Operation Execution Recording

Last modified 12 Mar 2021 10:22 +01:00

Overview

Each repository object has operationExecution multi-valued container that contains information on recent operations executed on this object.

There are basically three reasons for that:

  1. To see recent modifications of an object, along with some basic context (initiator, task, etc).

  2. To see recent failures occurred when an object was processed by a task.

  3. To be able to repeat processing for objects that failed to be processed by a task.

The operation execution records are of two kinds:

  1. Simple operation execution records represent modifications that were done at a target object.

  2. Complex operation execution records represent the processing of a source object by a task.

The nomenclature should perhaps change some day.

The simple records support reason number 1: They inform about recent modifications on a target object.
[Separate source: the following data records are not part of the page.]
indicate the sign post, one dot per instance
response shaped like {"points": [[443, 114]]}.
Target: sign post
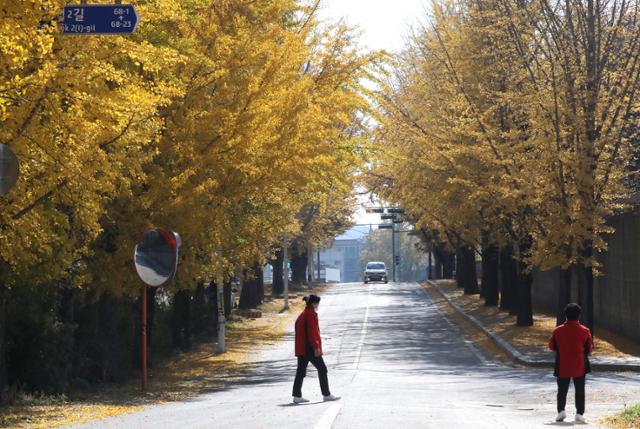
{"points": [[221, 318], [87, 19], [156, 259]]}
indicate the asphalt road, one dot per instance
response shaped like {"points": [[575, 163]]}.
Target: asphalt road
{"points": [[396, 361]]}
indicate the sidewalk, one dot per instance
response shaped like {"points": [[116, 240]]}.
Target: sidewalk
{"points": [[527, 346]]}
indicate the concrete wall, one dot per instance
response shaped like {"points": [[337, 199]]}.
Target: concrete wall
{"points": [[617, 290]]}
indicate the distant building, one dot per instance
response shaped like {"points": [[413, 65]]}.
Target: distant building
{"points": [[344, 255]]}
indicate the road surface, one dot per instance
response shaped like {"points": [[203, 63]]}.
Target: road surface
{"points": [[396, 361]]}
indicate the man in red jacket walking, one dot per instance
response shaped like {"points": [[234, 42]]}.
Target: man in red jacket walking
{"points": [[572, 343], [309, 349]]}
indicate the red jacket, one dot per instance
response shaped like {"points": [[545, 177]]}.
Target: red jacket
{"points": [[308, 333], [572, 343]]}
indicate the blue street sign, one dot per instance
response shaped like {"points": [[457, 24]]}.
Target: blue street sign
{"points": [[99, 19]]}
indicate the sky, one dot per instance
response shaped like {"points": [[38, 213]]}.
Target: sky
{"points": [[384, 25]]}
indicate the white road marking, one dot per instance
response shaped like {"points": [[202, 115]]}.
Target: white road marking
{"points": [[363, 332], [329, 416]]}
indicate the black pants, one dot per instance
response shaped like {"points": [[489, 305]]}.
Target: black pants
{"points": [[563, 389], [318, 362]]}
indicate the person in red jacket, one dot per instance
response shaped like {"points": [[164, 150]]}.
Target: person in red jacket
{"points": [[309, 349], [572, 343]]}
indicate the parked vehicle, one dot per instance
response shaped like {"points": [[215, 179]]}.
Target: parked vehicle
{"points": [[376, 272]]}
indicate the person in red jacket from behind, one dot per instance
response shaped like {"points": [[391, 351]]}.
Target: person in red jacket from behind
{"points": [[572, 343], [309, 349]]}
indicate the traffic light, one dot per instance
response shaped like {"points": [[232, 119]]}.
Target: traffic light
{"points": [[395, 210]]}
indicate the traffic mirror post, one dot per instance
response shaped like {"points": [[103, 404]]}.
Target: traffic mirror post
{"points": [[221, 318], [143, 336]]}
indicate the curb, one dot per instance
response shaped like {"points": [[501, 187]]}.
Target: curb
{"points": [[521, 358]]}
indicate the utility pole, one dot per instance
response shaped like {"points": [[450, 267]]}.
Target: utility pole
{"points": [[285, 251], [393, 249]]}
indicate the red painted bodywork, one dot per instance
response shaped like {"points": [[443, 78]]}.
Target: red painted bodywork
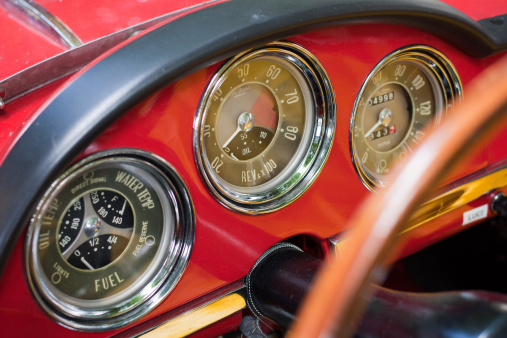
{"points": [[227, 244]]}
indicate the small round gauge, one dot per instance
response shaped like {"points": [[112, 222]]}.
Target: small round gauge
{"points": [[110, 240], [408, 91], [264, 128]]}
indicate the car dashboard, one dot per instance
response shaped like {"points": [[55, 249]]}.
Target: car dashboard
{"points": [[151, 201]]}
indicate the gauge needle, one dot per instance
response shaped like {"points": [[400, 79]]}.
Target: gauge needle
{"points": [[123, 208], [88, 265], [384, 118], [245, 123]]}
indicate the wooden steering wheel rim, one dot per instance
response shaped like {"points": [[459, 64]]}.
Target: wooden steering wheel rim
{"points": [[336, 298]]}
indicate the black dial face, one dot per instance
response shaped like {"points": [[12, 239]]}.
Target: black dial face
{"points": [[102, 221], [256, 122], [395, 106], [110, 240], [102, 231]]}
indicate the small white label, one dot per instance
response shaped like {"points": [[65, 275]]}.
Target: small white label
{"points": [[475, 214]]}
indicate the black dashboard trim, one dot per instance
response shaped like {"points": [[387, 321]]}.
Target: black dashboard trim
{"points": [[94, 100]]}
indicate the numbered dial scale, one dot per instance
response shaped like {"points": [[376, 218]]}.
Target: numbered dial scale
{"points": [[264, 128], [408, 91], [109, 240]]}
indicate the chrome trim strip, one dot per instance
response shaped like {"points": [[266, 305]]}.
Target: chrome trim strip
{"points": [[200, 317], [44, 21], [71, 61]]}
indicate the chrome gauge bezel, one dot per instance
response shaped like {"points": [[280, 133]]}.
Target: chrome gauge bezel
{"points": [[447, 88], [312, 152], [165, 269]]}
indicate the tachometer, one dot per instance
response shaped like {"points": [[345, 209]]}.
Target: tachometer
{"points": [[408, 91], [265, 127], [110, 240]]}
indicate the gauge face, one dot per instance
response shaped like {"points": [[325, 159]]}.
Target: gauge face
{"points": [[403, 95], [107, 236], [257, 125]]}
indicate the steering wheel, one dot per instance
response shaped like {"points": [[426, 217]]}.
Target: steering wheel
{"points": [[338, 294], [124, 77]]}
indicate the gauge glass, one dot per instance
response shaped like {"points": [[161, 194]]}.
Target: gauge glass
{"points": [[260, 127], [406, 93], [106, 238]]}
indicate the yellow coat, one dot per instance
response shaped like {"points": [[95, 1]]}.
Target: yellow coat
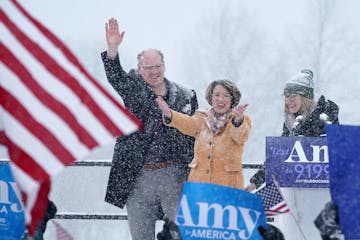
{"points": [[217, 158]]}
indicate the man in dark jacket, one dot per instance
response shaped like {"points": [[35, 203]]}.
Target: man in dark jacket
{"points": [[148, 166]]}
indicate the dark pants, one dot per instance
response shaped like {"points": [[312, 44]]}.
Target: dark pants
{"points": [[154, 188]]}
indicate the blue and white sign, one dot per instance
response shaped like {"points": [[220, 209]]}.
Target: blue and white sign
{"points": [[209, 211], [12, 221], [298, 161]]}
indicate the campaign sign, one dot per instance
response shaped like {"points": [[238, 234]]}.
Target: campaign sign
{"points": [[209, 211], [344, 153], [297, 161], [12, 221]]}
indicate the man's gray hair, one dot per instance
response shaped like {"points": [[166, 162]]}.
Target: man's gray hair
{"points": [[143, 51]]}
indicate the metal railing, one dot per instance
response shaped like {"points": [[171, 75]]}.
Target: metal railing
{"points": [[92, 216]]}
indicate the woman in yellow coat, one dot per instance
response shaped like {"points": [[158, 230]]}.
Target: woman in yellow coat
{"points": [[220, 135]]}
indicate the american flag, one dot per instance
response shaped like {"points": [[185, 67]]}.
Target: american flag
{"points": [[273, 200], [60, 232], [52, 110]]}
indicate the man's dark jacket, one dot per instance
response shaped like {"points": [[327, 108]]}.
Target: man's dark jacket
{"points": [[129, 151]]}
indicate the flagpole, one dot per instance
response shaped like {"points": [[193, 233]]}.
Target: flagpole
{"points": [[291, 213]]}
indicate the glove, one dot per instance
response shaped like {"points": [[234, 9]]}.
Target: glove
{"points": [[328, 222], [170, 231], [271, 233]]}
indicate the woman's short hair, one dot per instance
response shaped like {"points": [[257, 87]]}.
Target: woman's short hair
{"points": [[229, 86]]}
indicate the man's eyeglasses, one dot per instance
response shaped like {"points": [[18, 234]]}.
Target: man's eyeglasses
{"points": [[150, 68], [292, 96]]}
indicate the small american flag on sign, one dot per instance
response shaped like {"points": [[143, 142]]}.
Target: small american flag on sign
{"points": [[273, 200]]}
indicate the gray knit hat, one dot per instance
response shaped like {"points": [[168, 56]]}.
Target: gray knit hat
{"points": [[302, 84]]}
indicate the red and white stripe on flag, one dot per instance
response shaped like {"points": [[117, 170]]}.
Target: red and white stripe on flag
{"points": [[52, 111]]}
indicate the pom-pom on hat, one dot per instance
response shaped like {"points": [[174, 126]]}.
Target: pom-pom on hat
{"points": [[302, 84]]}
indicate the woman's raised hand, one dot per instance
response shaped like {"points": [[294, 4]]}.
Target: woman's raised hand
{"points": [[238, 112]]}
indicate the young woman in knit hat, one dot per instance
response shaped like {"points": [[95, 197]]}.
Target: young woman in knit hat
{"points": [[303, 116]]}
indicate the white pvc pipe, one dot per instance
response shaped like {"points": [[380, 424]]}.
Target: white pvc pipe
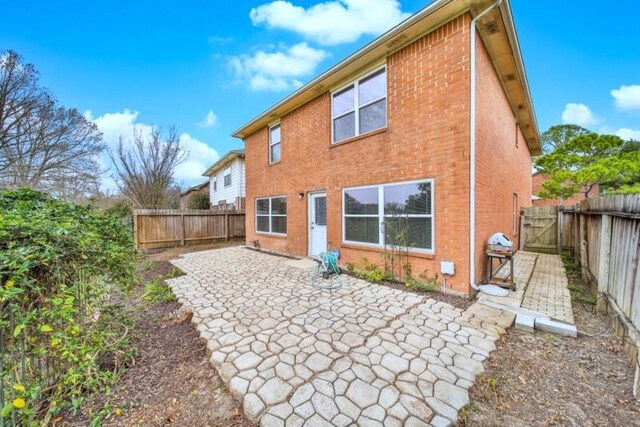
{"points": [[472, 150]]}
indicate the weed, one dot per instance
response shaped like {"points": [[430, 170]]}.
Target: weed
{"points": [[416, 285], [174, 272]]}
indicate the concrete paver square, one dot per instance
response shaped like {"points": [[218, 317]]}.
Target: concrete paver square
{"points": [[363, 354]]}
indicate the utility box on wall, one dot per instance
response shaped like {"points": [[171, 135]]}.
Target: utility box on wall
{"points": [[447, 267]]}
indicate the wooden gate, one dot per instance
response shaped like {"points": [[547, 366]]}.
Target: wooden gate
{"points": [[540, 229]]}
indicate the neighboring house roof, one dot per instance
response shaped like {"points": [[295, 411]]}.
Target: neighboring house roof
{"points": [[194, 188], [498, 34], [233, 154]]}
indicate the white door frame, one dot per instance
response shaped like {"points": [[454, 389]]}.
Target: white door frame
{"points": [[310, 215]]}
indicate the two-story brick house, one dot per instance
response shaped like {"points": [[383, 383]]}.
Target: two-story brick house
{"points": [[415, 128]]}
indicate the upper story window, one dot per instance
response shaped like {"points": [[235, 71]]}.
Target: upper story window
{"points": [[271, 215], [360, 107], [227, 177], [274, 144]]}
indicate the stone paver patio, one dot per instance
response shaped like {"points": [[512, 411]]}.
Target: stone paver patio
{"points": [[541, 286], [364, 354]]}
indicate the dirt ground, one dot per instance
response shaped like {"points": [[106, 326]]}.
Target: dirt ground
{"points": [[542, 379], [530, 380], [171, 382]]}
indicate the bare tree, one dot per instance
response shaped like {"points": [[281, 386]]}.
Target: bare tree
{"points": [[20, 95], [144, 167], [43, 145]]}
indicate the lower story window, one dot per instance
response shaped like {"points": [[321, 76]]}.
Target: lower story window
{"points": [[271, 215], [391, 214]]}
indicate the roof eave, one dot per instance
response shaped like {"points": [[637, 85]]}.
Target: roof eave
{"points": [[231, 155], [317, 86]]}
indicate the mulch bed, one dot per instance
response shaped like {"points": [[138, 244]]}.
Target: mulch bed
{"points": [[542, 379], [454, 300], [172, 382]]}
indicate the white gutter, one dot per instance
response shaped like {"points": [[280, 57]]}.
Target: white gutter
{"points": [[472, 150]]}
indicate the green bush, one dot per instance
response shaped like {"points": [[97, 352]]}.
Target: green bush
{"points": [[58, 264]]}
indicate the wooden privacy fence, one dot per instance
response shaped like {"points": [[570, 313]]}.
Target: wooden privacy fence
{"points": [[539, 229], [162, 228], [604, 234]]}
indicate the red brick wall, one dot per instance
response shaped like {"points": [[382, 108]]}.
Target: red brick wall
{"points": [[502, 168], [540, 178], [427, 136]]}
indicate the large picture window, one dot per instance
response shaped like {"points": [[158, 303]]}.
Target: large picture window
{"points": [[390, 214], [275, 143], [360, 107], [271, 215], [227, 177]]}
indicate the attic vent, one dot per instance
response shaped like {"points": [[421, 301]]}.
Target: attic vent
{"points": [[397, 41], [491, 27]]}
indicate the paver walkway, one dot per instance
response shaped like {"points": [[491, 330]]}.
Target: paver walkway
{"points": [[541, 286], [364, 354], [547, 292]]}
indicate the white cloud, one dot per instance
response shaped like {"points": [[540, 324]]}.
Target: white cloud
{"points": [[627, 97], [626, 134], [210, 120], [220, 40], [578, 114], [114, 125], [279, 70], [331, 22]]}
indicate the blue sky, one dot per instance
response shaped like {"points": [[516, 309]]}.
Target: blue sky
{"points": [[208, 67]]}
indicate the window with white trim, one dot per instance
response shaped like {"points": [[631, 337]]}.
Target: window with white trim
{"points": [[275, 140], [390, 214], [360, 107], [227, 177], [271, 215]]}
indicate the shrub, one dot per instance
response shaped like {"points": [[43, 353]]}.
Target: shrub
{"points": [[198, 200], [58, 264]]}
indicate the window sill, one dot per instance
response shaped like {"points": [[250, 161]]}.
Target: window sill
{"points": [[358, 137], [277, 236], [414, 253]]}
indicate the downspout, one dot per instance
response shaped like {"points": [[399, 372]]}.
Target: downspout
{"points": [[472, 149]]}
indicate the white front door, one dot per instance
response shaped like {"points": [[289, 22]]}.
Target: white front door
{"points": [[317, 223]]}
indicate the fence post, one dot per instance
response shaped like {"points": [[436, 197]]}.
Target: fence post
{"points": [[135, 229], [559, 225], [604, 258], [584, 257], [182, 229]]}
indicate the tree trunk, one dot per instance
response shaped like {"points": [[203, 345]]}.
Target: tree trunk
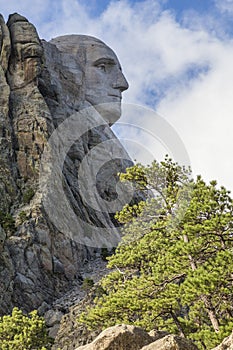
{"points": [[210, 310], [177, 323], [208, 305]]}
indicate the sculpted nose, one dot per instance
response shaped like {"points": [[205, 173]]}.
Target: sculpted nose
{"points": [[121, 82]]}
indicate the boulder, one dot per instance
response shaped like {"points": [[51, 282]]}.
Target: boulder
{"points": [[227, 344], [120, 337], [171, 342]]}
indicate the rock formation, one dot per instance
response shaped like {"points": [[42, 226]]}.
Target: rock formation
{"points": [[59, 161], [125, 337]]}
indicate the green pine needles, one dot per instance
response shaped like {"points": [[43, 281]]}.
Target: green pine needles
{"points": [[173, 270], [23, 332]]}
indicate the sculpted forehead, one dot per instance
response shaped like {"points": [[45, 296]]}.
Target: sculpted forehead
{"points": [[74, 43]]}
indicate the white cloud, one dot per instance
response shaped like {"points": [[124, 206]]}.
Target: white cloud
{"points": [[224, 5], [161, 58]]}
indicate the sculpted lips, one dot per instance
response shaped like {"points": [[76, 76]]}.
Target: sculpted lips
{"points": [[115, 95]]}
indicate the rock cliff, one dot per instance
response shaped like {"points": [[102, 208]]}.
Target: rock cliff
{"points": [[58, 186]]}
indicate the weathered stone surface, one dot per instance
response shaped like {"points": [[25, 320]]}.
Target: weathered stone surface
{"points": [[42, 85], [227, 344], [120, 337], [171, 342]]}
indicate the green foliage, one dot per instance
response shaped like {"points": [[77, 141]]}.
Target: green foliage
{"points": [[7, 222], [21, 332], [173, 269], [88, 283], [28, 195]]}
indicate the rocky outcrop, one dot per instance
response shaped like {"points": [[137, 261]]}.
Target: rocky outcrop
{"points": [[120, 337], [53, 216], [125, 337], [171, 342], [227, 344]]}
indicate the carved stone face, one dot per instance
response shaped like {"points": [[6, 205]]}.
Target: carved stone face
{"points": [[25, 64], [104, 81]]}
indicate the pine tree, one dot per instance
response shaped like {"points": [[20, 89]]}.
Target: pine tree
{"points": [[21, 332], [174, 268]]}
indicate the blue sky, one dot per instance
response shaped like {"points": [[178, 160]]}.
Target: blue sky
{"points": [[178, 58]]}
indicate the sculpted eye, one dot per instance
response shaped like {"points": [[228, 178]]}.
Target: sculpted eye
{"points": [[102, 66]]}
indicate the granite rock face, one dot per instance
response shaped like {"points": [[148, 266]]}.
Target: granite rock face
{"points": [[55, 214], [125, 337], [227, 344], [120, 337]]}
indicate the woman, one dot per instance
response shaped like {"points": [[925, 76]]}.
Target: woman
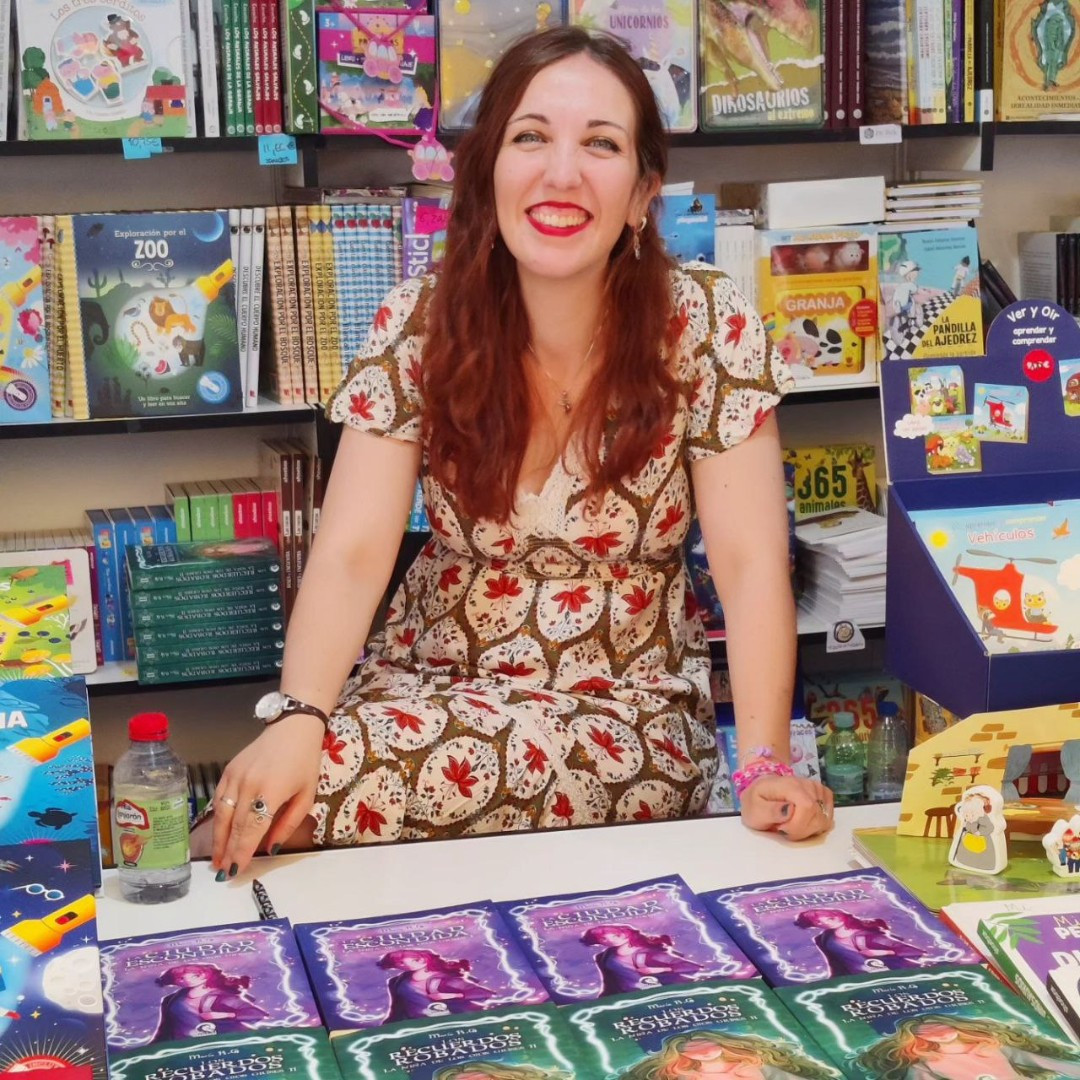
{"points": [[633, 960], [953, 1048], [208, 1001], [566, 394], [719, 1054], [430, 985], [852, 945]]}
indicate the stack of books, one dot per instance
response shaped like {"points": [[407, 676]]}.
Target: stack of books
{"points": [[206, 610], [842, 558]]}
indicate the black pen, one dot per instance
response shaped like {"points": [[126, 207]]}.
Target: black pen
{"points": [[262, 903]]}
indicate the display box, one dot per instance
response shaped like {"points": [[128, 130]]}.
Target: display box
{"points": [[983, 594]]}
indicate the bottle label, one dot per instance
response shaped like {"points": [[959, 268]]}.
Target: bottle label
{"points": [[151, 834]]}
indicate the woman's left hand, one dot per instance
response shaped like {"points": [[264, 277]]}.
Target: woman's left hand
{"points": [[793, 806]]}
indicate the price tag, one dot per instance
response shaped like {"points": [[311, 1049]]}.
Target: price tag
{"points": [[880, 134], [277, 150], [140, 149]]}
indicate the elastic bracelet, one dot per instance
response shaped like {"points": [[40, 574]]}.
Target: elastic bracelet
{"points": [[741, 779]]}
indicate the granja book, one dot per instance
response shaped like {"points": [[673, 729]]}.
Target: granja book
{"points": [[806, 930]]}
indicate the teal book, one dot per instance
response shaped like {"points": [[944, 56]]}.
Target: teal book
{"points": [[937, 1024], [736, 1029], [157, 306]]}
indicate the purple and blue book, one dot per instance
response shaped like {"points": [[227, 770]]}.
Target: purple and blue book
{"points": [[442, 962], [652, 933], [196, 984], [860, 922]]}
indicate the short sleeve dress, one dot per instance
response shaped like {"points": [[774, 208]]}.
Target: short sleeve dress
{"points": [[550, 671]]}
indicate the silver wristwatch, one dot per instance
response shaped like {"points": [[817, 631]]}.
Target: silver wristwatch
{"points": [[272, 706]]}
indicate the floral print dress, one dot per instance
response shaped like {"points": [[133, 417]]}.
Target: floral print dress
{"points": [[550, 671]]}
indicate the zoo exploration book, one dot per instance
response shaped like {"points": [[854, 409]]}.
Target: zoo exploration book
{"points": [[156, 299]]}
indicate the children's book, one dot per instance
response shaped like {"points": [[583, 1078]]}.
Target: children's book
{"points": [[158, 313], [441, 962], [197, 984], [46, 766], [758, 72], [930, 295], [50, 985], [1011, 569], [736, 1028], [941, 1023], [35, 624], [804, 930], [651, 933], [282, 1054], [661, 37], [528, 1042], [24, 351], [105, 70]]}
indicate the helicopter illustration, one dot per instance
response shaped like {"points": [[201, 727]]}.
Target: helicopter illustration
{"points": [[1006, 609]]}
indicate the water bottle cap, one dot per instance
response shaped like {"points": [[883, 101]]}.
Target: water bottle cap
{"points": [[148, 727]]}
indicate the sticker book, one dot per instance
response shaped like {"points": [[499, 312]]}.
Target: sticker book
{"points": [[890, 1027], [678, 1030], [529, 1042], [1013, 570], [50, 985], [652, 933], [806, 930], [440, 962], [200, 983], [158, 315]]}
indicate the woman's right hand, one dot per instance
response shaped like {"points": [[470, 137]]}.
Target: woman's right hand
{"points": [[281, 767]]}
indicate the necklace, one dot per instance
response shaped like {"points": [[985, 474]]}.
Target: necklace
{"points": [[564, 394]]}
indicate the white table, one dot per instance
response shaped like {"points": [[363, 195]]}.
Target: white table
{"points": [[392, 879]]}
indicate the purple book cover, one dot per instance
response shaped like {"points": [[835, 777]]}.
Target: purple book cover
{"points": [[367, 972], [198, 983], [652, 933], [805, 930]]}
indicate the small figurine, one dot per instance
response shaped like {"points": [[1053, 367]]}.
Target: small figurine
{"points": [[979, 841]]}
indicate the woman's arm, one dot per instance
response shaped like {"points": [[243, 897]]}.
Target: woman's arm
{"points": [[363, 520], [740, 500]]}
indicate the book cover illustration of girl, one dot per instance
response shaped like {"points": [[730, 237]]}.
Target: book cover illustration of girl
{"points": [[428, 984], [719, 1054], [955, 1048], [633, 960], [852, 945], [206, 1001]]}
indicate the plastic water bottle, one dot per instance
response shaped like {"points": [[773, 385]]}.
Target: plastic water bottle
{"points": [[150, 814], [887, 754], [845, 759]]}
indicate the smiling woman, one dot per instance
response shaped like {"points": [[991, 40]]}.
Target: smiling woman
{"points": [[569, 397]]}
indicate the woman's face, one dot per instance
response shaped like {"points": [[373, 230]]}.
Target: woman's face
{"points": [[566, 178]]}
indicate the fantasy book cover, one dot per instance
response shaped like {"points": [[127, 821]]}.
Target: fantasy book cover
{"points": [[930, 1025], [661, 36], [46, 765], [806, 930], [515, 1043], [24, 352], [35, 622], [157, 305], [930, 294], [441, 962], [282, 1054], [50, 986], [736, 1029], [472, 36], [196, 984], [761, 64], [105, 70], [653, 933], [1013, 570]]}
The complex records support reasons 2 and 3. It is possible to look up objects that failed to be processed, and either display them, or retry the processing.

Managing operation execution records

In order to prevent growing objects indefinitely, we do a regular cleanup of operation execution records. The rules are as follows:

  1. Simple and complex records are treated separately.

  2. After processing an object by a task, all results related to that task before the task last started are deleted. This allows having more than one record for given task, e.g. for multi-part tasks. [1]

  3. Usual limitations by age and number of records apply.

Do we really want to separate simple and complex records when considering task OID? We could end with simple record originating in given task run, and a complex record from later task run. That could cause some confusion. (Or maybe not, it depends.)

TODO finish …​


1. Current implementation is limited in that it does not know when the 'logical' task (i.e. the whole task tree) really started. It knows only the start time of the current 'physical' task.